How we end up with wasted space

Let’s take a look at the following example string:

hello world hello world hello world hello world hello world hello hello world world

When we run the learning algorithm to find out the common substrings, we end up with the following result:

" hello world"
" hello w"
" hel"
" wor"
"lo w"
"orld"

Notice the second substring, " hello w". It was learned by the algorithm, but in fact it’s useless for the encoding process, because it’s only a prefix of " hello world". It was useful in the learning phase, as a stepping stone towards the " hello world", but in the end we don’t need it: the encoding algorithm will use " hello world" instead, and nowhere else in the text " hello w" will be applicable on its own.

My hypothesis is that we end up with quite a few such substrings in the final encoding table, and that’s why the compression ratio degrades for longer ledger sizes. I’m going to explore it further.

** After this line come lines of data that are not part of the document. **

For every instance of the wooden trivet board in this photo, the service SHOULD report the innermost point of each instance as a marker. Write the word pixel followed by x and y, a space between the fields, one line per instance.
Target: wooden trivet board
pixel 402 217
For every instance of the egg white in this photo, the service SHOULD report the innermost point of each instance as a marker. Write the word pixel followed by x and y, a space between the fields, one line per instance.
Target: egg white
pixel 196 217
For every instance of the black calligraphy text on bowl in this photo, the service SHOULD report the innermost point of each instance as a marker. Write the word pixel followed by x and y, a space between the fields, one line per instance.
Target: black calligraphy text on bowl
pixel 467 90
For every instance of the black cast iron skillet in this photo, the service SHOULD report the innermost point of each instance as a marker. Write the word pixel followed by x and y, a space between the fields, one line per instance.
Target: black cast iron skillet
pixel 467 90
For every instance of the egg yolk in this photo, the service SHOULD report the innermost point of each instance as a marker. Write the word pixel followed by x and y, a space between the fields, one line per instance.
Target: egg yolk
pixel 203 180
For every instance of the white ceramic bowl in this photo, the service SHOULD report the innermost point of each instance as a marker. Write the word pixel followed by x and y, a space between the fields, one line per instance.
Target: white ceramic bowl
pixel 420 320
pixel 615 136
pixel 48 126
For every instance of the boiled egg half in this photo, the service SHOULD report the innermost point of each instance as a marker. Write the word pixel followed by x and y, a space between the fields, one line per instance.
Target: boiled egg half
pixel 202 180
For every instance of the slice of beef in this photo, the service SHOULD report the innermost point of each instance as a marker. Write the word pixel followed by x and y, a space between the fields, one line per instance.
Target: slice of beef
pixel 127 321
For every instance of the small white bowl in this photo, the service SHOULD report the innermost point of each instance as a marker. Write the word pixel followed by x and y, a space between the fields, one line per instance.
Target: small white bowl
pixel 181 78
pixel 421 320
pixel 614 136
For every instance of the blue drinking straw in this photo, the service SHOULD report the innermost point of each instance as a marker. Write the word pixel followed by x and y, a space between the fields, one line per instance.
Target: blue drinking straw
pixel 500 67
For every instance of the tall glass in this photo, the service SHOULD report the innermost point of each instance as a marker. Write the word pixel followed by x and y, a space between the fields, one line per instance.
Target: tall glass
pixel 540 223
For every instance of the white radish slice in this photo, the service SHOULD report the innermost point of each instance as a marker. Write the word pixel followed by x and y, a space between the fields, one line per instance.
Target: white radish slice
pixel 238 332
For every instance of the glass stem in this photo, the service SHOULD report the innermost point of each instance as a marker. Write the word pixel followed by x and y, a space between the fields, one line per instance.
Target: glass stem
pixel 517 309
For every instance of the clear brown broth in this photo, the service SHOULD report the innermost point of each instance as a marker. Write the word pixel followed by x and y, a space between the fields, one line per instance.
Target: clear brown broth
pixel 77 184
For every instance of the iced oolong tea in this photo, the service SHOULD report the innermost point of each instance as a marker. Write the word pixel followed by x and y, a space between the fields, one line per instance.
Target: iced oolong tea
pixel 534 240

Tracking unused encoding table slots

It’s quite easy to track which slots in the encoding table were actually used in the process. With the small addition to the EncodingTable struct, I collected the data on the wasted space:

Max Ledger Size	Used Entries	Compression Ratio
CaptureAll	251/256	25.36%
256	21/23	6.89%
512	85/86	13.20%
1 024	228/228	20.26%
2 048	256/256	26.07%
4 096	254/256	27.16%
8 192	255/256	27.28%
16 384	253/256	26.87%
32 768	251/256	26.20%
65 536	250/256	26.02%

Indeed, we can see that there are some unused slots in the encoding table. The number of unused slots isn’t too big, but still I believe it can have impact on the overall compression ratio, given that we only have 256 available slots in the table. The number of unused slots correlates well with the drop in the compression ratio.

Experimenting with a different way to select substrings

Initially, my idea was to pick substrings for the final encoding table by their “compression gain”. The compression gain takes into account both substring size and its frequency in the string:

compression_gain = (original_size - encoded_size) * count

It looked like a reasonable approach to do, but maybe it’s not the best strategy. Both original articles suggest that we select substrings solely based on their occurrence frequency. I’m curious to see how switching to the frequency-based approach would perform, especially when combined with the limiting the dictionary size. My intuitive understanding is that this approach will select shorter substrings with higher frequencies, and that may mitigate the wasted space problem, since short strings are more likely to be used throughout the the text.

I still would like to keep both approaches in the code, though, because I’d like to have the opportunity to experiment with both strategies in the future. To achieve that, I’m going to extract the substring selection code from SubstringLedger struct, and put it into a separate entity called SubstringSelector. Separating the code makes it easier to work with, and it also looks cleaner in the codebase:

SubstringLedger is now only responsible for managing the substrings during the learning phase;
SubstringSelector is responsible for selecting the appropriate subset of substrings for the final encoding table. It also gives us a choice how to select the substrings: either by their compression gain, or by their frequency.

The results

Having implemented the necessary changes, I ran my experiments again, only using the frequency-based approach. The results are presented in the table below:

Max Ledger Size	Used Entries	Compression Ratio
CaptureAll	256/256	26.46%
256	21/23	6.89%
512	85/86	13.20%
1 024	228/228	20.26%
2 048	256/256	25.87%
4 096	254/256	27.36%
8 192	256/256	27.07%
16 384	255/256	27.62%
32 768	256/256	27.46%
65 536	256/256	27.51%

There’s definitely some improvement here. It’s not super dramatic, and I believe that for a variety of texts the difference between these two approaches will be negligible.

It is remarkable, though, that the baseline result for CaptureAll strategy shows worse results than the approach with the limited ledger size. However, I find it hard to reason about why that’s so. My best guess is that the approach with the limited ledger size is picking up shorter, but more frequent substrings, eventually leading to a slightly better compression ratio.

The main takeaway from those experiments is that it makes no sense to keep all found substrings in memory. After a certain threshold, it doesn’t benefit the compression ratio anymore, so the approach to limit the size of the ledger is the one to go.

Next steps

My current progress is available on GitHub under the tag 0.0.7.

It looks to me that the size of the encoding table is a quite important parameter, as soon as eliminating wasted slots has led to improvements in the compression ratio. So the next step in the project will be expanding the encoding table, to fully utilize the benefits of the 2-byte encoding.